Redefining what's possible.
Dr. Oesterle received her PhD in sociology from the University of Minnesota. Since joining the UW School of Social Work in 2002, she has worked with the Social Development Research Group (SDRG). Her research has two linked themes aimed at understanding how we can promote healthy development across the life span: 1) intervention research focused on preventing adolescent health-risking behaviors such as substance use and delinquency, and 2) life-course research with a focus on understanding positive young-adult development and its consequences for later life.
Dr. Oesterle’s intervention research is currently based on the Community Youth Development Study, a community-randomized controlled trial of Communities That Care (CTC), a community prevention system to prevent adolescent substance use, delinquency and other health-risking behaviors. Her work on the experimental trial of CTC shows that when community stakeholders come together, use data to make informed decisions, and implement tested and effective prevention programs, they can make measurable changes in adolescent health-risking behaviors communitywide.
Dr. Oesterle’s research is also aimed at understanding the transition to adulthood in the 21st century and its consequences for later life. She has investigated this topic with data from several influential longitudinal community studies, including the Seattle Social Development Project (J. David Hawkins and Karl G. Hill, principal investigators). Her current research examines pathways to adulthood and their consequences for later adult functioning, for example with respect to substance misuse. Her work also calls attention to differences in men’s and women's life courses.

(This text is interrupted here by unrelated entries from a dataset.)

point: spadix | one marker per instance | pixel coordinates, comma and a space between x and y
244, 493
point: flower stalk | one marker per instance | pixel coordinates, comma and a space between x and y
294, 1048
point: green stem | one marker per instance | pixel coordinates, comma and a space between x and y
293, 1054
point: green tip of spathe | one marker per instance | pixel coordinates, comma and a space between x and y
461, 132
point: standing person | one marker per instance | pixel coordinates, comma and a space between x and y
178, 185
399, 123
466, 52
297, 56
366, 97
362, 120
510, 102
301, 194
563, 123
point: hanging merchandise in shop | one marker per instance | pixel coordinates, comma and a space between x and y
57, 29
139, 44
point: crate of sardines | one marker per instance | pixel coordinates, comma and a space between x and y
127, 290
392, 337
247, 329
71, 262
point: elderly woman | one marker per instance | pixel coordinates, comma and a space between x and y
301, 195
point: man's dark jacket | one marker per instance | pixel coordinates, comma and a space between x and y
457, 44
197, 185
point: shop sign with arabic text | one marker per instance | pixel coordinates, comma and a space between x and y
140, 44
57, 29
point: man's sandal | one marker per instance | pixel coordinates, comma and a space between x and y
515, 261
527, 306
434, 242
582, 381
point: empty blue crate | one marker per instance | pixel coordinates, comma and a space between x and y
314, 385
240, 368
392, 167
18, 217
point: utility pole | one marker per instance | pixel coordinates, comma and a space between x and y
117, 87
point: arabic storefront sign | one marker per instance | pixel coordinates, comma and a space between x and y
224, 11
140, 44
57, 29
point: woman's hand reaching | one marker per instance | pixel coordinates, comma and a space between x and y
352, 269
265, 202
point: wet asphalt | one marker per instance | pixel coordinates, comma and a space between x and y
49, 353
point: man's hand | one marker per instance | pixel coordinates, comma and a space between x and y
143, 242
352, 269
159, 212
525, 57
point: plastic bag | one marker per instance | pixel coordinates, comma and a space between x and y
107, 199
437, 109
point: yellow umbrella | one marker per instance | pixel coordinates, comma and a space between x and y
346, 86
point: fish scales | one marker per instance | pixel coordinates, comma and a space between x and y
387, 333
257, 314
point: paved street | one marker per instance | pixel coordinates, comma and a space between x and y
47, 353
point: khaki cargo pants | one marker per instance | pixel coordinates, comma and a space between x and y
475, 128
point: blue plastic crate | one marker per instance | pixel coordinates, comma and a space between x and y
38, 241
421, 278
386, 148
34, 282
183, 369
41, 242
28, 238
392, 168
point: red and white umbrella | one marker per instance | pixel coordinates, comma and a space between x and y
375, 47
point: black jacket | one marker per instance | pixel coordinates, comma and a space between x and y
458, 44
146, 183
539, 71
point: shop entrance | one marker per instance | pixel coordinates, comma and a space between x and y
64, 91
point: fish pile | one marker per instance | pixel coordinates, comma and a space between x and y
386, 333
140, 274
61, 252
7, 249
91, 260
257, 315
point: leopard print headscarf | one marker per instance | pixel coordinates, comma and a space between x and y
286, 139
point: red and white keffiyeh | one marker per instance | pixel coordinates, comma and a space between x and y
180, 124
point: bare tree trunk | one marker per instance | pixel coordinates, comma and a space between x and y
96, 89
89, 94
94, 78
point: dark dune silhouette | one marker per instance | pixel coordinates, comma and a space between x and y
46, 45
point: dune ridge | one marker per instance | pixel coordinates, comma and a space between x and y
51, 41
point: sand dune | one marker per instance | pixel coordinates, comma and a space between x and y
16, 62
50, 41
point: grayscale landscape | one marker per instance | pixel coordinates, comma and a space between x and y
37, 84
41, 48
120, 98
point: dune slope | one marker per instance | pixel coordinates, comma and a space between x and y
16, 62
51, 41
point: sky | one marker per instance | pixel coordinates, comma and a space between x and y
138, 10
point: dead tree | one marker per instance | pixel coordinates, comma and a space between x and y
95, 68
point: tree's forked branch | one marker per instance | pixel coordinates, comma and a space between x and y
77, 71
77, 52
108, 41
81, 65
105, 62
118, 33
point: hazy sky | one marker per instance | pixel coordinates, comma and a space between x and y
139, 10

Dr. Oesterle belongs to and regularly presents at meetings of the Society for Prevention Research, the American Sociological Association, the Society for Social Work and Research, and the Society for Longitudinal and Life Course Studies.
Dr. Oesterle is currently a member of the School of Social Work’s doctoral steering committee. She enjoys mentoring students by helping them apply advanced statistical methods to their own research projects.